1918’de ortaya çıkan, tüm dünyayı etkisinde bırakan hastalık, 18 ayda yaklaşık 100 milyonun yaşamını yitirmesine sebep oldu. H1N1 virüsünün alt türünün yol açtığı hastalık, tarihin en büyük salgınıdır. ABD’den Avrupa’ya savaşmaya giden askerlerle tüm dünyaya yayılan hastalık, gençleri hedefine aldı. Burun kanamasıyla başlayan süreç 2 gün sonunda ölümle sonuçlandı.

ASYA GRİBİ

1957’de Asya’da ortaya çıkan hastalık pandemiye dönüşmüş, dünyada 1 milyonun üzerinde insanın yaşamını yitirmesine sebebiyet vermiştir. Ortadan kalkması 10 yıl süren hastalığın etkisi diğer hastalıklardan daha düşük olmuştur.

SARS SALGINI

2003’te ilk olarak Çin’de görülen hastalık, birçok ülkeye yayılmıştır.

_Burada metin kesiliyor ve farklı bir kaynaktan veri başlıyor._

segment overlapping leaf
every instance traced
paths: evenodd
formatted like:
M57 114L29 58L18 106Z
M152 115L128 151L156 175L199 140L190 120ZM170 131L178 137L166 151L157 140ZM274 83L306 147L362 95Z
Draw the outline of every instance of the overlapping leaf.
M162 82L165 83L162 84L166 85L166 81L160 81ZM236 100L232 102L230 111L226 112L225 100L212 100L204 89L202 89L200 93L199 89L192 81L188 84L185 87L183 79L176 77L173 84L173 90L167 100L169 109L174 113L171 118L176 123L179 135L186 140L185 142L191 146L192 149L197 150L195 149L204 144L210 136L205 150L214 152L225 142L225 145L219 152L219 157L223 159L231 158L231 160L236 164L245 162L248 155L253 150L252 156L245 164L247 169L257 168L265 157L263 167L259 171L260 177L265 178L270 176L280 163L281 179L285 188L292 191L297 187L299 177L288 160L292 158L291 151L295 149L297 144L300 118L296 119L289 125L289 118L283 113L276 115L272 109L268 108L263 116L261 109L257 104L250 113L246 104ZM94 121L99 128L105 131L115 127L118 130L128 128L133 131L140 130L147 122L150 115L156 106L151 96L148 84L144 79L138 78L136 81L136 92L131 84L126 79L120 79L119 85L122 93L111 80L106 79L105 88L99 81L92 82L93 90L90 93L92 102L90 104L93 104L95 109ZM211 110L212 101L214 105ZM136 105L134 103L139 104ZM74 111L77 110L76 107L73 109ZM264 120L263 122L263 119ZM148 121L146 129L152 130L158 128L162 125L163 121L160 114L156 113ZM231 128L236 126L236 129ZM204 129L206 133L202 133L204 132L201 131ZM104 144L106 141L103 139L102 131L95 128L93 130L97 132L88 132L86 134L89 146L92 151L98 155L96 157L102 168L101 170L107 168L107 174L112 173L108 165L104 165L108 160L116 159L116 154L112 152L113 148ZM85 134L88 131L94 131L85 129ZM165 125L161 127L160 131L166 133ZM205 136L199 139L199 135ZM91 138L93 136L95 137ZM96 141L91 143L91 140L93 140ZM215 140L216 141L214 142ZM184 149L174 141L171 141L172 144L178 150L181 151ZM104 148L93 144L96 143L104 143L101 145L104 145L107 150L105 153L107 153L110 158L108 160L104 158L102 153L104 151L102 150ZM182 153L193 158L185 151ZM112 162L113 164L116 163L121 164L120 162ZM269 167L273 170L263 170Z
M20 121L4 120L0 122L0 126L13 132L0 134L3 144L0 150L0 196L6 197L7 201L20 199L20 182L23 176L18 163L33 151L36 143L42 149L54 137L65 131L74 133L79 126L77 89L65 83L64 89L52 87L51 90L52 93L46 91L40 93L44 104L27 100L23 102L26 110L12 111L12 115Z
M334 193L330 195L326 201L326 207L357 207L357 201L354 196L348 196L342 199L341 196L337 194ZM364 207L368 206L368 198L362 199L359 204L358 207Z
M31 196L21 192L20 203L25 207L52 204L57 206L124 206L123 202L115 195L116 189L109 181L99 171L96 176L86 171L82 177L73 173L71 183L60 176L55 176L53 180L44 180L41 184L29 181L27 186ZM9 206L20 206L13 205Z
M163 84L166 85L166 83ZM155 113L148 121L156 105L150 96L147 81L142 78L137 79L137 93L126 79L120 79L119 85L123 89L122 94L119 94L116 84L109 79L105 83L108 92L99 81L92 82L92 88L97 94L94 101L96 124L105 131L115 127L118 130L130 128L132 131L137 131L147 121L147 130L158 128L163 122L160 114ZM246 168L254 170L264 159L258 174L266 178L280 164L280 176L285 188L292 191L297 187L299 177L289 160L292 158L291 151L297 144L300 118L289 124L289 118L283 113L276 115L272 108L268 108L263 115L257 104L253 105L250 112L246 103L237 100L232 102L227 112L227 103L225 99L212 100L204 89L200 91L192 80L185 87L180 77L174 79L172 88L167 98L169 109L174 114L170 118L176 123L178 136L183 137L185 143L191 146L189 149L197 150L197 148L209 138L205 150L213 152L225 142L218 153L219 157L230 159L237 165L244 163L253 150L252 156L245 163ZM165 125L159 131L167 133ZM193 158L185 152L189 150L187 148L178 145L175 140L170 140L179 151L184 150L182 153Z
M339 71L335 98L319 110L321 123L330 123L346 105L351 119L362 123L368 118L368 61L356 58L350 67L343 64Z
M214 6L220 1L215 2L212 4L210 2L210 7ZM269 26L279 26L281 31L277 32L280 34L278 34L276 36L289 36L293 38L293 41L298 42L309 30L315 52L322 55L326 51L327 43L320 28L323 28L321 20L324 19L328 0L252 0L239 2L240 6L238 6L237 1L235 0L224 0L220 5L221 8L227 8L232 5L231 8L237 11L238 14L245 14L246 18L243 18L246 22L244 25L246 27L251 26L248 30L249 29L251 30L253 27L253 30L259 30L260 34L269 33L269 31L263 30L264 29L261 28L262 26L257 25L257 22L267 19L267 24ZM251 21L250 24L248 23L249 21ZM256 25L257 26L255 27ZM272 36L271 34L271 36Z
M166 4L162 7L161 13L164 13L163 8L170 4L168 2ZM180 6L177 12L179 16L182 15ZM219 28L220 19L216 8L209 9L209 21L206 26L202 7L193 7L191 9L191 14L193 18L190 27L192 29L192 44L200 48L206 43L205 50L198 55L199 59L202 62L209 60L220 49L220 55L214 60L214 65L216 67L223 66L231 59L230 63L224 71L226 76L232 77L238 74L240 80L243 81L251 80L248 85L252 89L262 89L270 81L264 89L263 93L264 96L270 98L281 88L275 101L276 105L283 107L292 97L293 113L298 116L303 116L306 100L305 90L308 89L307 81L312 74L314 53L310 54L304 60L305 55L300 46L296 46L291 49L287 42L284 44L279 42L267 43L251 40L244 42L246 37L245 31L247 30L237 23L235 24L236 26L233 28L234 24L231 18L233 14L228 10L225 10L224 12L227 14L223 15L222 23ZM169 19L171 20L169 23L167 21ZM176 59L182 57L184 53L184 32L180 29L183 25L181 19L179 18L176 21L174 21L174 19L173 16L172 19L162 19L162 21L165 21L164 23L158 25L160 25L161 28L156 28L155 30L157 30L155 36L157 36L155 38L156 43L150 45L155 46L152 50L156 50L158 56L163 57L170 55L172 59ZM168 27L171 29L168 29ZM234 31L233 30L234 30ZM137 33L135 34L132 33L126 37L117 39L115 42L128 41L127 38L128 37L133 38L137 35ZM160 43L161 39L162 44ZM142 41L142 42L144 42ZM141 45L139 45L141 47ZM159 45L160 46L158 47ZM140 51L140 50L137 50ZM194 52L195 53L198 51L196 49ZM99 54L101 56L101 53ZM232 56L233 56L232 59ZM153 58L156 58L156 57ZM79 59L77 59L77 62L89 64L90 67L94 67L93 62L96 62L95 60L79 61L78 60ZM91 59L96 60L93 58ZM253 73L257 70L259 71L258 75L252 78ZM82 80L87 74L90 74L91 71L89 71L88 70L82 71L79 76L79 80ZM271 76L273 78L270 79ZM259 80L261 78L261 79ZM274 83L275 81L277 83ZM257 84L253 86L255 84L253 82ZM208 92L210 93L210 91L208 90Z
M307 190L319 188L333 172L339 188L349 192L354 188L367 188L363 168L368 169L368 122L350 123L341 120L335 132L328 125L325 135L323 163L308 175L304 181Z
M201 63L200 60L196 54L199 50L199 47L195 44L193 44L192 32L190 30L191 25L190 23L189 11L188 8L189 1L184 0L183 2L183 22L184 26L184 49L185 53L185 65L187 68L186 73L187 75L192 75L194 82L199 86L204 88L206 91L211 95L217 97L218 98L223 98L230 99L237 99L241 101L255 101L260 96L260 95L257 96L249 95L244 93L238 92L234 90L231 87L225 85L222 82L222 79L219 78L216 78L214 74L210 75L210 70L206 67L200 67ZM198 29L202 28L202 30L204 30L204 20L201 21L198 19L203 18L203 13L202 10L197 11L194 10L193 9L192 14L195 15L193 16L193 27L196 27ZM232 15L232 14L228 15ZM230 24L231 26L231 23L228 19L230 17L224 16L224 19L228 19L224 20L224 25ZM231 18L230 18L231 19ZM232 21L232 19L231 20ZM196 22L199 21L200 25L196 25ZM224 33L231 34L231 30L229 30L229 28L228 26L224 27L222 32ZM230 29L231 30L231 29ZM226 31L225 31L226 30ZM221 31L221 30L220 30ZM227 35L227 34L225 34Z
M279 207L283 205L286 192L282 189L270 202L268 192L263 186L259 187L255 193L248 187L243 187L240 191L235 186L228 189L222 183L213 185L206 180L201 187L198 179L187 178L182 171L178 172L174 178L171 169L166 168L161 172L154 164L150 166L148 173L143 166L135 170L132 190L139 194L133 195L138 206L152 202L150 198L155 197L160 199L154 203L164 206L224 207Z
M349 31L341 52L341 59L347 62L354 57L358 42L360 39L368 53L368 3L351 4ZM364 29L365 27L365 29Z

Hayvanlarda ve insanlarda üst solunum yolu enfeksiyonuna sebebiyet veren hastalık sonucunda 774 kişi yaşamını yitirdi.

DOMUZ GRİBİ SALGINI

2009’da Meksika’da görülen hastalık 1 yılda dünyada 1.4 milyar insanı enfekte etti. Salgında yüzlerce kişi yaşamını yitirdi.

MERS SALGINI

Yarasa, deve gibi hayvanlardan insanlara bulaştığı düşünülen hastalık 2012 yılında Ortadoğu’da ortaya çıkmıştır.